CCRC Zhuzhou Locomotive, a subsidiary of Chinese state-owned rolling stock manufacturer CCRC, signed agreements with Hungarian equity fund Acemil to build four facilities in the Magyar country. The facilities will focus on rail vehicles production and maintenance as well as professional training and research and development.
This new initiative may be part of a larger agreement between China and Hungary, which includes 18 projects, as Hungarian media Telex mentioned. However, no additional information on the rolling stock production sites could be found. These 18 items were discussed while Chinese President Xi Jinping visited Hungary last week. Acemil also signed an agreement with another CRRC subsidiary, CRRC Shandong always in the context of creating rolling stock production sites in Hungary.

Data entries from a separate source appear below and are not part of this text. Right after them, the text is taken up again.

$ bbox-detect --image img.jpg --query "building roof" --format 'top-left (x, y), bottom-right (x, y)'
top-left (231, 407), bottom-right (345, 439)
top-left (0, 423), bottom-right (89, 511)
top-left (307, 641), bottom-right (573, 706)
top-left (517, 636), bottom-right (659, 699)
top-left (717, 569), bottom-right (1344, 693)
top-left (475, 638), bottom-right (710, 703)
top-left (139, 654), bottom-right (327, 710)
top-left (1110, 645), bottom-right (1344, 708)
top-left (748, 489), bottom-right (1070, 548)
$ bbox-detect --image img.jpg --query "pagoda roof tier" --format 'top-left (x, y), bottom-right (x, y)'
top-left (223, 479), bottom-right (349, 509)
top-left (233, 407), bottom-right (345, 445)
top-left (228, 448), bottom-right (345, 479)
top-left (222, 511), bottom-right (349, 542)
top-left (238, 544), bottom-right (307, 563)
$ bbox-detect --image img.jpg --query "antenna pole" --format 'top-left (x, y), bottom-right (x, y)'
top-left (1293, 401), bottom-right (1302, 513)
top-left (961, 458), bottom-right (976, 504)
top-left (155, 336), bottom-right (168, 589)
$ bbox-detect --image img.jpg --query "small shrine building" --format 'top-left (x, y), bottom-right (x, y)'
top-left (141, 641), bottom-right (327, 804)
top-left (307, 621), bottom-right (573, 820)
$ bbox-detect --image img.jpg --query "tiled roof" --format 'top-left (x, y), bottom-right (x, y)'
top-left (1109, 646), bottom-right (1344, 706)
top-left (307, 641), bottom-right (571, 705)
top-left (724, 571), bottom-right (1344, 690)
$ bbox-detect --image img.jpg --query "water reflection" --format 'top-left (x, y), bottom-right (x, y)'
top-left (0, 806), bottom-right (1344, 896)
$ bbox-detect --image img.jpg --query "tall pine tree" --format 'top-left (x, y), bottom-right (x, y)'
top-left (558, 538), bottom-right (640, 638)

On the one hand, the relationship between the two countries in the context of the New Silk Road is a solid one, as Hungarian representatives already underlined. On the other hand, the European Parliament’s Transport and Tourism Committee recently highlighted the risks brought by Chinese investments in European infrastructure. Hungary, together with Serbia, was identified as the European country with the highest risk of Chinese influence or even coercion. For example, China is providing a good chunk of the funds needed for the new Budapest-Belgrade railway, which should be ready by 2025.
Who owns Acemil?
Acemil was founded in the summer of 2023, but its ownership structure remains somewhat obscure, as various Hungarian media pointed out. Some speculate that it might be linked to Antal Rogán, the current Chief of Cabinet for Orban’s government. The suspicion comes from the fact that Acemil’s office is owned by a consulting firm owned by Balázs Kertész, a Hungarian lawyer and Rogán’s confidant. The fund’s initial goal seemed to be to attract Chinese chemical companies to relocate to Hungary. However, it now seems that such initiatives are also expanding to the business of rolling stock production.